张布丢下他,扭转头,对石平安说:“你也不要喝了,一起走吧。”

“噢。”石平安应了一声,仰起脖子,饮尽杯中的残酒。站起身,朝濮阳兴行个礼,和张布一同离去。

走在路上,张布心里忐忑不安,总觉得会有事情发生。不知为何,那几个下人的脸在他脑子里不停地晃来晃去。

他拿定主意,明日见到濮阳兴,一定要他把这几人杀掉,免留后患。

石平安和张布在中途分手。

他没有回家,而是调头往皇宫去了。

第一卷 第三十章
?幻花(30)

日子翻过一页,又是新一天。

早朝时,张布在大殿上和濮阳兴相遇,只见他满面笑容,如沐春风,见谁都客客气气点头招呼,和平常一个样子。

人的一张脸,原来是作面具用的。

看见张布,濮阳兴远远的作个揖,算作招呼。张布想走过去,嘱他回去除掉那几名下人。专念一想,等到散朝后再说。

在宦官的簇拥下,孙皓身穿皇袍,头戴冕旈王冠,神采奕奕的登上宝殿。他象寻常一样,双目往殿堂上巡视一圈后,方才在龙椅上坐下。

文武大臣依次上谏奏表,其中一道折子,称颂新帝登位以来,兢兢业业,处处以民为本,全国一片太平昌盛。

“朕才疏学浅,得此称颂,功在几位老臣,忠心耿耿,处处以国家利益为重,有他们是朕的福气。”孙皓缓缓的说:“丞相、骠骑将军,听封。”

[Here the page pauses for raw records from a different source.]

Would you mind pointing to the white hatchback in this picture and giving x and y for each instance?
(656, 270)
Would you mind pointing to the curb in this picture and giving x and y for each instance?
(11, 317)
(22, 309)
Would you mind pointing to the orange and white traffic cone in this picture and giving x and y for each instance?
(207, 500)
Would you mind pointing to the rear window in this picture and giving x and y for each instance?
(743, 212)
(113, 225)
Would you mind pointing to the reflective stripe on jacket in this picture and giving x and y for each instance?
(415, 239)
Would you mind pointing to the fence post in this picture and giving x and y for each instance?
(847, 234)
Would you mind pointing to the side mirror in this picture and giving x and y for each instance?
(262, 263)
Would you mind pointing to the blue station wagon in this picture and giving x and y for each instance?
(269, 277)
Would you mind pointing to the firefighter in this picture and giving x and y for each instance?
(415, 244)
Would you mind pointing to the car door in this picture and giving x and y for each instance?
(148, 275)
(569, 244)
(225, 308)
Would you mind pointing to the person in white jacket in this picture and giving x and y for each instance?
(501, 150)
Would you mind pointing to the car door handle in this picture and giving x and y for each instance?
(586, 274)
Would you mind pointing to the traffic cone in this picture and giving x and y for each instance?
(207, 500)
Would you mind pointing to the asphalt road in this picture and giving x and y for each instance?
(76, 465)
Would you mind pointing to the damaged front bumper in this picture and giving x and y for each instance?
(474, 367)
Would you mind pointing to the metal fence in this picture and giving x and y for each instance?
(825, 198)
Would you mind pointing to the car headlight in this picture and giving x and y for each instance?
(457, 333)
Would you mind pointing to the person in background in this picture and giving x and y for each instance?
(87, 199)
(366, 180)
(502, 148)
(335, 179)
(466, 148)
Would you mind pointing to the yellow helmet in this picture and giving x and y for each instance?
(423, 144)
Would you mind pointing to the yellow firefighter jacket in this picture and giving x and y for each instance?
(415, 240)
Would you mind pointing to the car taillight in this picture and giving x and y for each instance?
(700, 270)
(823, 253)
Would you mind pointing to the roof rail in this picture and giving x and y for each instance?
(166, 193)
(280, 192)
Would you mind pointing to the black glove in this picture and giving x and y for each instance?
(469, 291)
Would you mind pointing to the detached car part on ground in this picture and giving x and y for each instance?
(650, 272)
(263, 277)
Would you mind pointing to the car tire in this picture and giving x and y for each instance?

濮阳兴和张布急忙走出列队,走到大殿当中,两人低头垂目,双膝着地,行叩拜礼,口里同声称颂:“谢主龙恩。”

心里寻思,皇上今日会如何奖励自己。

大殿两侧,纬帳重重,从后面各扑出一队侍卫,全都是一等一高手。这些侍卫日日勤操苦炼,等的就是这一刻,能为主效忠。一个个动似闪电,行如雷霆,将目标摁头扭臂,当即擒下。

张布、濮阳兴均无防备,刹那间,丝毫都动弹不了。二人相顾失色,齐声大叫:“皇上,这是为何!”

“哼哼!”孙皓冷笑两声,露出天子威仪。

“你们两个狼狈为奸,做的坏事还少吗。朕以仁义为怀,本想你们知错能改,既往不咎。谁知你们胆大妄为,竟敢私下策划谋反。”

张布陡觉眼前一黑,心里明白,祸因一定是昨晚濮阳兴的酒后胡言。他高声喊道:“冤枉!皇上,老臣冤枉,冤枉啊!”

濮阳兴的脸苍白如纸,全身抖个不停,张着嘴呆呆的望着张布。看他狂呼乱吼,也跟着拼命的嚷道:“皇上!老臣对皇上一向是忠心耿耿,没有二心……”

“现在知错,悔之晚矣。”孙皓冷冷的说。

人频绝境,刹那间什么都顾不上了。濮阳兴牙关一咬,把事情全部推到张布身上。

“皇上!是,是,是张布对皇上心存不满,和老臣没有半点关系,请明察!”他一把鼻涕一把泪的哭喊着。

“闭嘴!”张布狂吼一声,“濮阳兴,你这个小人!”

“你,才,才是。”

“贼子,会遭报应的!”

群臣静谧无声。

孙皓带着得意的笑,瞧他们自相残杀,也不喝阻。平时,这两个家伙在他面前总是神气活现,一副颐指气使的样子。今日却如此狼狈不堪。

他觉得再没比这更好笑的事情了。

看到后来实在不成体统。

长袖一挥,下达了圣命:“将濮阳兴,张布收监查办!没收全部家产……”

第一卷 第三十一章
?幻花(31)

“呀!——”

人群一阵骚乱,纷纷往两边闪避,原本很宽的道路变得更宽了。一乘马车急速行驶,在将军府门前“嘎”的停下。

石平安跳下马车,大步流星,直往内宅奔去。一路不停有人向他躬身请安,他都漠然不予理睬。

剪兰在屋里专心插花。

眼前出现一道阴影,她抬起头,看见石平安,心里感到惊讶,脸上却不动声色,“弟弟!你——”她想问你来干什么,话还没问完,就被石平安打断了。

石平安走到她身边,二话不说,拉起她就往外走。

“喂!你干什么,放开我。”

她挣扎着,但他的手抓得很紧,她摆脱不了。小慧闻声进来,目睹眼前情况,睁大眼睛,手放在嘴巴上,不知如何是好。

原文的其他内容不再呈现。